その中でも、この施設で働く子供たちは、既に両親の亡くなった孤児らしい。
地下はスタッフの控えで、一階から三階が娯楽施設だ。シオンは、一階の掃除や会場のセッティングをさせられた。
逃げ出す機会をうかがっていたが、建物内の警備は思った以上に硬かった。
その上、誰かがミスを犯せば連帯責任。どうすることも出来ないうちに、外の陽は暗くなっていった。
開店の音楽とともに、店内は騒がしくなってゆく。
客は身な男で、若者から老人まで幅広い世代だった。
彼らは品定めするようにスタッフを眺めては、気に入った少年をそばに置く。
初め分からなかったシオンも、様子を見ていくうちだんだんと用途を理解してゆく。
客の手が、少年たちの体を撫で回し、時にはその逆も行われる。
ここは、こういう店なんだ。
シオンは見習い用の雑巾を片手に、思わず会場から背を向けた。
「おや、こんな子がいましたかな?」
不意に、肩に手を置かれる。
シオンは飛び上がった。
中高年の男3人組だ。彼らの側に立っていたボーイが、こちらをチラと見て、一瞬訝しそうな顔をした。

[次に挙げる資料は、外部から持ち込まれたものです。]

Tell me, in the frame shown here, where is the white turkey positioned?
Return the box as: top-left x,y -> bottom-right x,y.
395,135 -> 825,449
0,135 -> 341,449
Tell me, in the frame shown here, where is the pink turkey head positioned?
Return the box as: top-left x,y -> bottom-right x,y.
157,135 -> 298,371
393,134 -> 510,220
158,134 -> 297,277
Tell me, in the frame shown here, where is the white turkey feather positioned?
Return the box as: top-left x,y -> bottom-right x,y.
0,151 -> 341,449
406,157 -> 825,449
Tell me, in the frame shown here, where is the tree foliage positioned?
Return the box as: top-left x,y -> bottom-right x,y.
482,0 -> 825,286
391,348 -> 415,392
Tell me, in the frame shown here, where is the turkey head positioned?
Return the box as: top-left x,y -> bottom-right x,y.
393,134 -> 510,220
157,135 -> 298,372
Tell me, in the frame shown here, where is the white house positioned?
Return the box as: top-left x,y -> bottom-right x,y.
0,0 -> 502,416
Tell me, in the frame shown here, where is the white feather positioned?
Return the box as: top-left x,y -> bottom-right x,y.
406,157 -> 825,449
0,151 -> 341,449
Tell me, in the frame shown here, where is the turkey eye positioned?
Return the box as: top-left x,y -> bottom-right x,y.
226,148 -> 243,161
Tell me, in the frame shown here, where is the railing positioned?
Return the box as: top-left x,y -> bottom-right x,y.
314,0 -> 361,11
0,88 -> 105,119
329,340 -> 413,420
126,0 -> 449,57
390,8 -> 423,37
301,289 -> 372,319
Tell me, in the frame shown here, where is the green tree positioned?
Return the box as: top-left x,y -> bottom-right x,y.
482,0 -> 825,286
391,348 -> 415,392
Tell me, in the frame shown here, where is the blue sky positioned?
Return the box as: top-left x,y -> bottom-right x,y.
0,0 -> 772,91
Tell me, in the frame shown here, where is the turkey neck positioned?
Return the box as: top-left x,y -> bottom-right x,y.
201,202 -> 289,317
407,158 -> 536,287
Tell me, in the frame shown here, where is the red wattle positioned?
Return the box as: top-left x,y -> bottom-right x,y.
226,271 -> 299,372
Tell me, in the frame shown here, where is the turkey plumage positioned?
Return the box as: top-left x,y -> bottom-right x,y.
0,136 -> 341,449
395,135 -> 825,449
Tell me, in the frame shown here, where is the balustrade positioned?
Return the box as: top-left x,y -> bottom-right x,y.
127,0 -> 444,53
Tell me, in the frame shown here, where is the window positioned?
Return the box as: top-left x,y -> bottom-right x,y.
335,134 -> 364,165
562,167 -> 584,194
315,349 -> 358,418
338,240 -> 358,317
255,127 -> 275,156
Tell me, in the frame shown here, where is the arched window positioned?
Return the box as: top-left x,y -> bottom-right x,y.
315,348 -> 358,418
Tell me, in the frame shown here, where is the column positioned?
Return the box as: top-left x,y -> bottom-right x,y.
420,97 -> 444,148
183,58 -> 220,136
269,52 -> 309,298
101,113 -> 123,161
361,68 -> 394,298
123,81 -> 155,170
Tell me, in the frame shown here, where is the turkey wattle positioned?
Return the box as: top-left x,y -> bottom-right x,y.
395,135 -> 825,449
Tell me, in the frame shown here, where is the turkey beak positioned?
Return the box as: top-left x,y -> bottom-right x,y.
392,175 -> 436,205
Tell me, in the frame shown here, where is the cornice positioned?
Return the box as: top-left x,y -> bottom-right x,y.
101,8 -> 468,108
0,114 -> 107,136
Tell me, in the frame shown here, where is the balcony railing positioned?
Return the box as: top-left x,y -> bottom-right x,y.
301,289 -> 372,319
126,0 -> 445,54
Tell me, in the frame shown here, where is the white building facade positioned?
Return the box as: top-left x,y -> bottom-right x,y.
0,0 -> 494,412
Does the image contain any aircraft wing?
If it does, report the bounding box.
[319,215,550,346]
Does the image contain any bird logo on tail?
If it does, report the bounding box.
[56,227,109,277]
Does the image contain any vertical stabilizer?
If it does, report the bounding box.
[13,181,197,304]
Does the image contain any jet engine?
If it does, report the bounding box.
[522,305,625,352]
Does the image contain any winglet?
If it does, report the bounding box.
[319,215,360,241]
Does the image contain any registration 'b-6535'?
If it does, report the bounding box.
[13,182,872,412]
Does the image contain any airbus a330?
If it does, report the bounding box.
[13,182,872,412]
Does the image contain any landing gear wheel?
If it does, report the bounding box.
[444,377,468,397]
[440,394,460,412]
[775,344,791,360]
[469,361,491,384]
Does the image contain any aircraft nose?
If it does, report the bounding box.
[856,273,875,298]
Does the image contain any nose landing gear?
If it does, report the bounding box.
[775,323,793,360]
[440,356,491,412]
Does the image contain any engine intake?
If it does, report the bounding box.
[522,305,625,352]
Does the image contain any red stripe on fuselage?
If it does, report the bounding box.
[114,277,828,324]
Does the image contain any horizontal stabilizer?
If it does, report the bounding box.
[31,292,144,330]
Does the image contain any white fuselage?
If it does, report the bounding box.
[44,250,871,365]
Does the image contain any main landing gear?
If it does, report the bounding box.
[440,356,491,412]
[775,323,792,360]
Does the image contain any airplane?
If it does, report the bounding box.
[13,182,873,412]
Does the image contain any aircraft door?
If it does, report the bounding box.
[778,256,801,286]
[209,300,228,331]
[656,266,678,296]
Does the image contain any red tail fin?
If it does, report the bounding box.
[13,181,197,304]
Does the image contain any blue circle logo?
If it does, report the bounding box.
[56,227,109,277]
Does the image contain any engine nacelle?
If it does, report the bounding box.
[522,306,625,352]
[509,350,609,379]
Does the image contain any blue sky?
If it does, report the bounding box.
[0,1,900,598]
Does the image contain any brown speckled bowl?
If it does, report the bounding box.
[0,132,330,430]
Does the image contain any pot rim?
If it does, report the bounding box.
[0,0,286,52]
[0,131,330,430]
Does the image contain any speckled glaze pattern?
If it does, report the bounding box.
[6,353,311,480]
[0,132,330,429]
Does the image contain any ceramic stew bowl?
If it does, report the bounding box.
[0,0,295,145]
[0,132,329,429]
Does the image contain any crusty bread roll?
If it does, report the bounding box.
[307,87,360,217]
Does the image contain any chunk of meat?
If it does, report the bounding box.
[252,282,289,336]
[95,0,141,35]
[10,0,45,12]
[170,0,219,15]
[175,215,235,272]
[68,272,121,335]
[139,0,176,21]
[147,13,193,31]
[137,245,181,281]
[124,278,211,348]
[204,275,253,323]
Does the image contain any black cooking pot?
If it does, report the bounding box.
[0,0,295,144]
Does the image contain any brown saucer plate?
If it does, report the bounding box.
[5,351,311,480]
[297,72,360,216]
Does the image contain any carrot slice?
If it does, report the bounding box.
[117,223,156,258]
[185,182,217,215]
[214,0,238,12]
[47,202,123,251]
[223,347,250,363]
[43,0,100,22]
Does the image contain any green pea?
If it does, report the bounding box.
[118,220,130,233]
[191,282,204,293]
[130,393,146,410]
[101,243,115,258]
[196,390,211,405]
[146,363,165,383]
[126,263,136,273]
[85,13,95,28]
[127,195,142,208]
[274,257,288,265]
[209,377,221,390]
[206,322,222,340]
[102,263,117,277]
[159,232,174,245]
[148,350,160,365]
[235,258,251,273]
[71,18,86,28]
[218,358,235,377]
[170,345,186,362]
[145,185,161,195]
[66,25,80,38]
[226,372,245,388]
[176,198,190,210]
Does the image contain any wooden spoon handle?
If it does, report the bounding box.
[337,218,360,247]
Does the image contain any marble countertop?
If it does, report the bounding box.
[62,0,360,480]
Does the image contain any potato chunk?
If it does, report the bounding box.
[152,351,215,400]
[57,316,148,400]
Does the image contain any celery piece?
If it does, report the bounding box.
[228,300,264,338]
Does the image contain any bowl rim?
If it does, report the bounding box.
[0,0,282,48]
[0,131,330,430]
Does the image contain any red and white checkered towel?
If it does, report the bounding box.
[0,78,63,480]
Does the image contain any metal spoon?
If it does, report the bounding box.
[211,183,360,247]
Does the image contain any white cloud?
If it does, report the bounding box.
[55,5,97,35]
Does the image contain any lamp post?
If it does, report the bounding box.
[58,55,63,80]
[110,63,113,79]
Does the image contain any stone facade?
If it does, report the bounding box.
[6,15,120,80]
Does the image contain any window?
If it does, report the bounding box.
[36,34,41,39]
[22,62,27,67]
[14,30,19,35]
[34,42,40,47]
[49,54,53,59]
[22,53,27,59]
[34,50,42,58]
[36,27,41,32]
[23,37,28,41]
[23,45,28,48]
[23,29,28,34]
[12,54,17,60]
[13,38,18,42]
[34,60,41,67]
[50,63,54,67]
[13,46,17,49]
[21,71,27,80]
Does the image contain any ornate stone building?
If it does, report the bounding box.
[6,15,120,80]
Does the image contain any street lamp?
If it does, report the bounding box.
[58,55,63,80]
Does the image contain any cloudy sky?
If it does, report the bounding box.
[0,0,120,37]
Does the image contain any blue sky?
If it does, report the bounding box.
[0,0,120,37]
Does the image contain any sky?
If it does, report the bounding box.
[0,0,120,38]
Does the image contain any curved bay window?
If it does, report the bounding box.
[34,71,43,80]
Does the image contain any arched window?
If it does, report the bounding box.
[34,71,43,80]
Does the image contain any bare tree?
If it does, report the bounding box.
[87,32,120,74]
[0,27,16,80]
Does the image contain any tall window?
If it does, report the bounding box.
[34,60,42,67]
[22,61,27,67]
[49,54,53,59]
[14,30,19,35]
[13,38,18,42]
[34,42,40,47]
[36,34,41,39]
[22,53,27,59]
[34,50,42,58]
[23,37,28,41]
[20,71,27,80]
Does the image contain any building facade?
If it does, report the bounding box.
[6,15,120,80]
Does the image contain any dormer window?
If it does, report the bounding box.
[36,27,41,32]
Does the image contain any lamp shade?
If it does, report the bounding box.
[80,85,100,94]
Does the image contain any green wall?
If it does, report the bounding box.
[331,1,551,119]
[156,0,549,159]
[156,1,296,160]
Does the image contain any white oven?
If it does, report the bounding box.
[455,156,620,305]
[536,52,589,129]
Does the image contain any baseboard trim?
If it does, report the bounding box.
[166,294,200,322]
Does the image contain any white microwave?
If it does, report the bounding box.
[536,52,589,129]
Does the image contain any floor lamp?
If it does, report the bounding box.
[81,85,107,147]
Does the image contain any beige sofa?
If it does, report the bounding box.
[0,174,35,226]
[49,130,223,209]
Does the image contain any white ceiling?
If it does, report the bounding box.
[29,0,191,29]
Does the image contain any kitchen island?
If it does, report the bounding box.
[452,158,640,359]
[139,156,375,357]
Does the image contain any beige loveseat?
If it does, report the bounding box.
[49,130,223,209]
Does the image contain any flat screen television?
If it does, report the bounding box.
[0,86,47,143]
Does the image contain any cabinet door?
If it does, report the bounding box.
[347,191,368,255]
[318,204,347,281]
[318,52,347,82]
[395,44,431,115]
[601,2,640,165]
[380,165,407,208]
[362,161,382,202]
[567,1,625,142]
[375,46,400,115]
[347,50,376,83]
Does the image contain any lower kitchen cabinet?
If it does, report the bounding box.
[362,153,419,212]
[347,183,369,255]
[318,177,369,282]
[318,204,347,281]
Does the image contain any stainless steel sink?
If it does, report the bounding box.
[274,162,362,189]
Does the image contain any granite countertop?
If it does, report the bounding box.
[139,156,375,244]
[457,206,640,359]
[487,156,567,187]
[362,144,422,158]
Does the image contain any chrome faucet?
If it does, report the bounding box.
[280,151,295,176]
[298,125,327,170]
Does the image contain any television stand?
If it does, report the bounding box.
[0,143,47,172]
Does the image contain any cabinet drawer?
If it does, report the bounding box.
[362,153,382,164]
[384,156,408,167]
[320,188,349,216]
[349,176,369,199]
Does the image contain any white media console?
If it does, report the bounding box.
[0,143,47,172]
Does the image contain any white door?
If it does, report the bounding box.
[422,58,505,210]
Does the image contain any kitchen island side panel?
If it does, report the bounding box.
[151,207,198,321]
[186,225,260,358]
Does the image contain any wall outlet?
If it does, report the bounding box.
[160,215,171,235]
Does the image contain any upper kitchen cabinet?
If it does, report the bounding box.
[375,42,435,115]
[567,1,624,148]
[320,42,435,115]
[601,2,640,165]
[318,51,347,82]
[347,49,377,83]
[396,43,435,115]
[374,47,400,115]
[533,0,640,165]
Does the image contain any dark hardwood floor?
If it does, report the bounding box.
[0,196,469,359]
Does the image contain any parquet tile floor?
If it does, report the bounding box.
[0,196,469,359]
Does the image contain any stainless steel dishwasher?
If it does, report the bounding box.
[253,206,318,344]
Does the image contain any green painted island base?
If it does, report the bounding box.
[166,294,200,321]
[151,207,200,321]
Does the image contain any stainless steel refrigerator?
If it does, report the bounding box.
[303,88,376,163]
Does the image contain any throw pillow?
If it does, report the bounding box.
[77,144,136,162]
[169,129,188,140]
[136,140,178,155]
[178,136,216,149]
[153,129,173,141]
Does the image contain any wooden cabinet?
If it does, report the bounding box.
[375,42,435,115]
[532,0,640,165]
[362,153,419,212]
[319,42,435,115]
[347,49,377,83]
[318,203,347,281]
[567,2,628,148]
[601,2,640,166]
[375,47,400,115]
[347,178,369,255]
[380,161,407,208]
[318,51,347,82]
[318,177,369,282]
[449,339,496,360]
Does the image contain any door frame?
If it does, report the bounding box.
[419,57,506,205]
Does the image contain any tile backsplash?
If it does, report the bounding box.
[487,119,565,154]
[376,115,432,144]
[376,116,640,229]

誰だっけこいつ、とでも言いたげな表情は、客を振り返る頃にはニコニコと笑みを貼り付けた。
「ええ、入ったばかりの新人なんです」
「貧相な体つきだが、上物だな」
どれ、と、腰に手を回される。
「!」
シオンは伸びてきた腕を振り払った。
手のひらがヒリヒリと痛む。強く叩きすぎたようだ。
その場はしんと静まり返り───1秒後、ボーイは勢いよく土下座した。
「申し訳ありません!!どうかお許しを!!」
「·····?」
突然触ろうとしてきたのはそっちだ。
どうして店側が謝る必要がある?
必死な様も尋常ではない。
周りの者達は遠巻きにこちらを眺め、しかし直ぐに各々の遊びに戻っていった。
「おい!」
床に頭をつけたままのボーイが、シオンを呼ぶ。